Reform UK: Full Polling History
Reform UK Polling History: Full Chart 2019–2026
Complete Polling Timeline
| Date / Event | Poll % | Key Context |
|---|---|---|
| January 2019 — Brexit Party founded | 5% | Nigel Farage launches Brexit Party; Theresa May struggling with Withdrawal Agreement |
| May 2019 — European Parliament elections | 30.5% | Brexit Party wins EU elections with 29 MEPs; largest UK party in European Parliament; Remain vs Leave battle dominates |
| October 2019 — Boris Johnson deal | ~15% | Johnson secures new Withdrawal Agreement; Brexit Party support halves as Brexit seems resolved |
| December 2019 — General Election | 2.0% | Farage stands down candidates in Conservative seats to avoid splitting the Brexit vote; 0 MPs elected; 644,257 votes |
| January 2021 — Reform UK rebrand | 1% | Brexit Party becomes Reform UK; Richard Tice becomes chairman; focus shifts to opposing lockdown restrictions |
| 2021–2022 — Anti-lockdown phase | 1–3% | Reform UK campaigns against COVID vaccine passports, mandates, and lockdown policy; small but vocal base |
| 2023 — Cost of living surge begins | 4–7% | Reform UK benefits from Conservative unpopularity under Sunak; Tice builds party infrastructure; immigration becomes dominant issue |
| January 2024 | 9% | Reform UK hits highest polling under Tice; Lee Anderson defects from Conservatives in February 2024 |
| June 2024 — Farage returns | 13% | Nigel Farage announces return as Reform UK leader during General Election campaign; Richard Tice steps aside; immediate polling spike |
| 4 July 2024 — General Election | 14.3% | Reform UK wins 4.1 million votes; 5 MPs elected: Farage (Clacton), Tice, Anderson, Clark, Habib; 98 second-place finishes |
| September 2024 | 18% | Post-election surge begins; Labour winter fuel cut, immigration figures fuel Reform rise; Lee Anderson suspended then resigns Tory whip permanently |
| January 2025 | 22% | Reform UK leads some polls for first time; Farage positions party as official opposition; Labour collapses to 23-25% |
| May 2025 — Local Elections | ~28% (local) | Reform UK wins hundreds of council seats; gains control of several councils; demonstrating local government capacity |
| September 2025 | 26% | Sustained national polling; Reform UK grows parliamentary party through further defections; GB News and social media dominance |
| May 2026 | 28% | Joint leading party alongside Labour; largest single-party polling bloc in some surveys; 2029 election increasingly central to political debate |
Brexit Party vs Reform UK: Two Phases
Phase 1: Brexit Party (2019–2021)
The Brexit Party was a single-issue vehicle built entirely around achieving Brexit. Founded in January 2019 and registered as a company rather than a traditional political party, it had no formal membership in the conventional sense — supporters registered as backers for £25. The party won the May 2019 European Parliament elections with 30.5% and 29 MEPs, but this was its ceiling. When Farage stood down candidates in Conservative-held seats in the December 2019 General Election to prevent splitting the Brexit vote, the party won just 2% and zero seats. With Brexit formally completed in January 2020 and the party stripped of its MEPs after the UK left the EU, it had no purpose.
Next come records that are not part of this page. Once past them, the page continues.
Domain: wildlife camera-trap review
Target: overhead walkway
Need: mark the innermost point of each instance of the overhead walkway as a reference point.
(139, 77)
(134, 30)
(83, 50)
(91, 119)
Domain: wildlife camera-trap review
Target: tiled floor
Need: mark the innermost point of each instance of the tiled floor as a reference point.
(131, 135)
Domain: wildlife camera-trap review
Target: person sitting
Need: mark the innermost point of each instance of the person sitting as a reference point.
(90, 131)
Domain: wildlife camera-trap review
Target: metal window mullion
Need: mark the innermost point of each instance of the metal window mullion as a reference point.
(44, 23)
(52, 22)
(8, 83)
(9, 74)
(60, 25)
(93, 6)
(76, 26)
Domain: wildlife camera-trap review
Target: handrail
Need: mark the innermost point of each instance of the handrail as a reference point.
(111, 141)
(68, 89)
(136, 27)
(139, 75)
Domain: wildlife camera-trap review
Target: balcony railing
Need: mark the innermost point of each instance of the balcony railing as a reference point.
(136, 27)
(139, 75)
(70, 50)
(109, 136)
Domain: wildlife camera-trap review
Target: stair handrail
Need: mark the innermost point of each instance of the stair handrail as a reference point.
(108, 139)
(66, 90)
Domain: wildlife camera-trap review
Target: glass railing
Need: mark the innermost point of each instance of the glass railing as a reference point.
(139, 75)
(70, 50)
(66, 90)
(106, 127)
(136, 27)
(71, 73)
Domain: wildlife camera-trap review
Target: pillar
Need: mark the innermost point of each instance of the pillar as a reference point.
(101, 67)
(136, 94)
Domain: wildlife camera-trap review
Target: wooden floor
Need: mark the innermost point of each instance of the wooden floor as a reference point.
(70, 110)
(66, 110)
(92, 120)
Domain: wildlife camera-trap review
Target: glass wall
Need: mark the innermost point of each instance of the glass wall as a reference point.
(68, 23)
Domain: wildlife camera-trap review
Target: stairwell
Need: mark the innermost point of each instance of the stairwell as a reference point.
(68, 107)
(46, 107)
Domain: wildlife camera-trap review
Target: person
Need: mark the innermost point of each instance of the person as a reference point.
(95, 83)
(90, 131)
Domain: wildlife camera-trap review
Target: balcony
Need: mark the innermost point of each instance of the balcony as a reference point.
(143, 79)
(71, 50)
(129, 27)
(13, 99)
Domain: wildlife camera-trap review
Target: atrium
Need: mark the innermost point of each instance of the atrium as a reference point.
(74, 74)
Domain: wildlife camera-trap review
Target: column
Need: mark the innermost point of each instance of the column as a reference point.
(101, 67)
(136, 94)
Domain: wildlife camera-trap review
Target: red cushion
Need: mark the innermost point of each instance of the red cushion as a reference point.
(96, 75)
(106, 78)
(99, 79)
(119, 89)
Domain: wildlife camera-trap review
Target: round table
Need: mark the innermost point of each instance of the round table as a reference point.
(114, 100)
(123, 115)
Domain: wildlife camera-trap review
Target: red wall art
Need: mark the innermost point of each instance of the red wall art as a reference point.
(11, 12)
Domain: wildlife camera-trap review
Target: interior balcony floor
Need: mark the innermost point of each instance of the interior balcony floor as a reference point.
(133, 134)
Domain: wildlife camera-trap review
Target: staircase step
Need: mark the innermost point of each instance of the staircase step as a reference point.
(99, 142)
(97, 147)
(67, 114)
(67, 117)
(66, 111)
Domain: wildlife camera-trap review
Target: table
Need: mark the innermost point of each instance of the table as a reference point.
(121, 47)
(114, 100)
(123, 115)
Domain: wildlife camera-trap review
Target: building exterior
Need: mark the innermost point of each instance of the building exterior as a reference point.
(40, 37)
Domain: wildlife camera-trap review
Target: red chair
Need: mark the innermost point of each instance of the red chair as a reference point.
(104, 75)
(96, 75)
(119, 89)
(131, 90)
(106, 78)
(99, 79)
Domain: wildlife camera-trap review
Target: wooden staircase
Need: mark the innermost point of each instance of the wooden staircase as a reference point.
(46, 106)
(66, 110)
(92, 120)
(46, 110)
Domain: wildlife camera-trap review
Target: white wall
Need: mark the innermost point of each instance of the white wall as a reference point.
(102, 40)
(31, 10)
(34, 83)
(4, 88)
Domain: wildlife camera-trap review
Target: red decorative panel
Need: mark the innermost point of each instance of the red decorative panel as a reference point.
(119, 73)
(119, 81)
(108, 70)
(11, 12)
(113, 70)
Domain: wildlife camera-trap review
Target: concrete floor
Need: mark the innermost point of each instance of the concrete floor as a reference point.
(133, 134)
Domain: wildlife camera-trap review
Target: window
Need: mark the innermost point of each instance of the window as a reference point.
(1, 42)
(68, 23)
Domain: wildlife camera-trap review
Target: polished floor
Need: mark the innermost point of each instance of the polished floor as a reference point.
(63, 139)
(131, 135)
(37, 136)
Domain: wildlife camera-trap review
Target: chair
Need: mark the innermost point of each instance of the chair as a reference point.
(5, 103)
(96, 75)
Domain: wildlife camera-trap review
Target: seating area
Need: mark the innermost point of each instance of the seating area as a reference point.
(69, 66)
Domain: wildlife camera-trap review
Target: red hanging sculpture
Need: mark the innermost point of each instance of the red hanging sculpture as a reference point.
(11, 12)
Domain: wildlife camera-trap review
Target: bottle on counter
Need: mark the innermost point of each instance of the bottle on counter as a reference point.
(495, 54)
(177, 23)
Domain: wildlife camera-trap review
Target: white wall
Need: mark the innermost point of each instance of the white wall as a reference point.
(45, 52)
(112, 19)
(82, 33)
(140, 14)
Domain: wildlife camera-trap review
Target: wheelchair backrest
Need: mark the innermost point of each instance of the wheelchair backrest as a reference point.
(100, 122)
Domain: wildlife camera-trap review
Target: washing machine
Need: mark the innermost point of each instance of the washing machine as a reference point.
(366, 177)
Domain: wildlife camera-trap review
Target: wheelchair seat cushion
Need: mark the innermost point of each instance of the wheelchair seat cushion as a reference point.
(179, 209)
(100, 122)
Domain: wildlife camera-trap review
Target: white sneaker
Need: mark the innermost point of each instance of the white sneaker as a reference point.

Phase 2: Reform UK (2021–present)
Reform UK was created as a broader right-wing populist party under Richard Tice, addressing immigration, NHS reform, net zero scepticism, and opposition to what it calls the political establishment. Growth was slow until 2023, when Conservative unpopularity combined with high immigration figures began pushing voters toward Reform. The party reached 9% under Tice before Farage returned in June 2024 and transformed it into a serious electoral force. The 2024 General Election result — 14.3% and 5 MPs — established Reform as the third largest party by vote share, though the FPTP system heavily penalised it. Post-election polling surge to 28% by 2026 makes it a genuine 2029 contender.
The FPTP Penalty: Votes vs Seats
| Party | 2024 GE Vote % | Seats Won | Votes Per Seat |
|---|---|---|---|
| Labour | 33.7% | 411 | ~23,500 |
| Conservative | 23.7% | 121 | ~38,000 |
| Liberal Democrats | 12.2% | 72 | ~35,000 |
| Reform UK | 14.3% | 5 | ~820,000 |
| SNP | 2.5% | 9 | ~58,000 |
| Greens | 6.7% | 4 | ~700,000 |
Reform UK required approximately 820,000 votes per seat won — 35x the votes-per-seat of Labour. This reflects that Reform vote is spread broadly across constituencies rather than concentrated in winnable clusters. At 28% polling with geographic consolidation, this calculus changes significantly for 2029.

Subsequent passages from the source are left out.